• 6 kur, 120 ders saati, 13 tense diye iyi yemişler milleti.
    yerinde tespit.
  • durun ben ingilizce öğretmeniyim!

    evet 3 tense ve 200 kelime ile garsonluk yapabilirsin, belki en fazla türkiye'de! başının çaresine bakabilirsin ama derin sohbetler edemezsin, yabancı biriyle arkadaş olamazsın, çeviri yapamazsın, yabancı kitap okuyamazsın, yabancı dizi/film izleyemezsin, herhangi ingilizce bir sınavda (toelf, yds, ielts vs) başarı gösteremezsin, akademik bir şey elde edemezsin. bu sadece ingilizce değil her dil için geçerli.

    basite almayın arkadaşım basite almayın. herkes 3 cümle kurabilince "ben ingilizce konuşabiliyorum yea" moduna giriyor ama en basitinden bir yds'de herkes dökülüyor.
  • ondan sonra akdeniz'e white sea dersin, ortamlarda da anlıyorum ama konuşamıyorum dersin, kim bilecek?
  • ingilizlerin dünyaya bir iyilik yapıp, ingilizcenin bu kadar kolay ve öğrenilebilir olmasından gerek. türkçe'deki gibi '' da mı yoksa de '' mi koyacağım diye düşünmüyorsun.
  • look at to the tabela...
  • ve bu dilin aynı zamanda modern dünyanın son üç yüzyıldır bilim, kültür, sanat ve eğlence dili olmayı başarması? (bkz: yanlış önerme)
  • günaydın... yalnız bunun 1925 yılında zaten yapılmışı var.

    https://en.m.wikipedia.org/wiki/basic_english

    1000 kelime.

    hep hata yaptığımız bir mevzu, zekanın insanın düşünce biçimini nasıl etkilediğini unutmak.

    hadi bir 80 iq'ya sahip biriymiş gibi düşüneyim diyorum. yapamıyorum.

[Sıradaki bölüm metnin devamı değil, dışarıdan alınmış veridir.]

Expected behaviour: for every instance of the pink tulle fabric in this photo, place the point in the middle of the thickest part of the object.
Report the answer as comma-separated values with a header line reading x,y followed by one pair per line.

    nasıl nietzsche'nin cümlelerini okurken zekasının hızı ve dışarıdan düşünme yeteneğini hissettiğim anda durduğum yerde başım dönüyorsa, 80 iq sahibi bir garsonun dünyayı algılayış ve düşünüş tarzını (onun zihninin içinden) hayal etmeye kalkmak da başımı döndürüyor.

    oysa dünyada insanların çoğu seksen ve altı iq skoruna sahip.

    100 kelime ile kabus gibi bir ingilizce konuşuyorlar. veya almanca. veya rusça.

    kadınlara sıfır değer veriyorlar. kültürel olarak sıfır bile değiller. yakışıklı değiller.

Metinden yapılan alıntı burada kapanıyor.